Those who helped soldier search mudslide for his relatives shocked at suicide
OSO, Wash. — Two women who helped a Joint Base Lewis-McChord soldier search the Oso mudslide for the bodies of his missing aunt and uncle said Thursday they were shocked and saddened to learn that the 20-year-old committed suicide afterward.
“I noticed that he was crying” at the debris field, said Kayla Norris, who helped search the mudslide with the soldier. “He wasn’t bawling or anything like that, but you could definitely see he was having some emotions.”
Army Spc. Christopher Dombroski, 20, of Wasilla, Alaska, who was based at JBLM, was a nephew of Steve Harris, 52, and Theresa Harris, 53, of Arlington, who were listed among the missing in the March 22 mudslide in Snohomish County.
An Army spokesman at JBLM said Dombroski had taken emergency leave to help search the mudslide site. The bodies of the Harris couple are still missing.
On Sunday, Dombroski told his family he was going out on a day hike in Thurston County. He rode his motorcycle to a trail at the Capitol State Forest and left on foot. Rescuers found his body on Tuesday morning. He died of a self-inflicted gunshot to the head, authorities said.
“When you work in something as traumatic as the slide, you build a relationship with people on a whole different level, a whole different world,” Norris said, adding that she was shocked to hear that Dombroski had taken his own life.
Norris and Haley Gonzales volunteered their time to look for survivors. They met and quickly bonded with Dombroski in the middle of the destruction.
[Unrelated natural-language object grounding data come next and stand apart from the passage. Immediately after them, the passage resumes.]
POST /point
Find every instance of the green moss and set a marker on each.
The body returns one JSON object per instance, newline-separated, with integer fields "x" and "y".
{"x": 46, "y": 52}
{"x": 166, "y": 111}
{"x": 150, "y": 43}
“He was such a light in a really dark time,” Norris said.
Norris said Dombroski was extremely grateful to the other volunteers who were searching for his uncle and aunt.
Norris said Dombroski told her that Steve Harris was like a father figure to him and that the two loved spending time together.
She said he told her, “It’s so unfortunate that my aunt and uncle had to pass but it is fortunate that they passed in a place they loved.”
Dombroski, who had served a tour in Afghanistan in 2012, was engaged to be married.
“My heart goes out to his fiancée. I can’t imagine. I can’t imagine for his parents,” Gonzales said.
Psychologists say even one sudden traumatic event can trigger suicidal thoughts especially if there’s a history of depression or post traumatic stress disorder.
“It’s very in the moment, that person is not able to think of other options, they are feeling like this is their only option,” Dr. Jessica Mason said.
Still Norris and Gonzales never saw it coming.
“I’m still shocked because that was the last thing I ever expected,” Norris said.
“If you meet someone, even if it’s just for one day and they make an impact in your life, you should tell them,” Gonzales said.
Dombroski grew up in Alaska. His family attended a memorial service for him Thursday night at JBLM.